Philomène - Donc une forme de transparence ?
Juliette - Voilà. Et en entretien, c’est des choses sur lesquelles on peut rebondir. A
titre d’exemple, j’ai un ami qui avait un entretien pour un stage dans une grande
entreprise du CAC40 et qui avait donc le nom du RH, qui a pu taper ça sur LinkedIn, qui
a vu la personne et lors de son entretien a rebondi : « ah mais vous avez fait telle école,
moi j’avais postulé mais du coup j’ai préféré aller dans telle école » donc d’un côté il a
montré voilà une relation de contact avec le RH, qui ensuite a parlé de lui, ce qui est
assez étonnant. Et de l’autre, il a vraiment montré que l’école qu’il avait c’était un vrai
choix, et pas un « sous-choix » puisqu’il aurait pu faire la même école que le recruteur
en face de lui, et tout de suite marquer sa différence.

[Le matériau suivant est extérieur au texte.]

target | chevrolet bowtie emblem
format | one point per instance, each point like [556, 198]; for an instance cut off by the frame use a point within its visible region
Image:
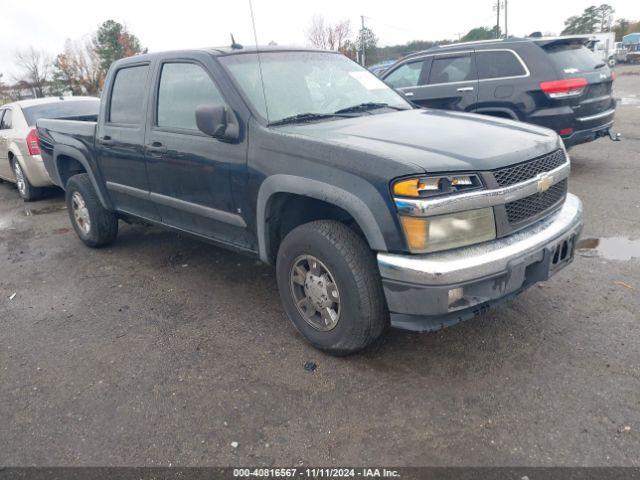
[544, 182]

Donc d’un côté voilà ça fait un peu
de la transparence, on a moins l’impression que le recruteur est omniscient, il sait tout
de nous, c’est le grand méchant qui est là pour vraiment nous mettre des barrières, mais
au contraire plus un plan de convivialité. Les deux profils sont transparents, on va
pouvoir se répondre et montrer vraiment sa particularité et montrer vraiment sa vraie
valeur ajoutée.
Philomène - Ok. (Pause) Donc pour toi, le recruteur, c’est « quelqu’un de
normal » ?
Juliette - Bah c’est pas quelqu’un de normal parce que c’est quand même
quelqu’un qui va être là de juger ou pas.
Philomène - Donc ça te fait quand même un peu « peur » ?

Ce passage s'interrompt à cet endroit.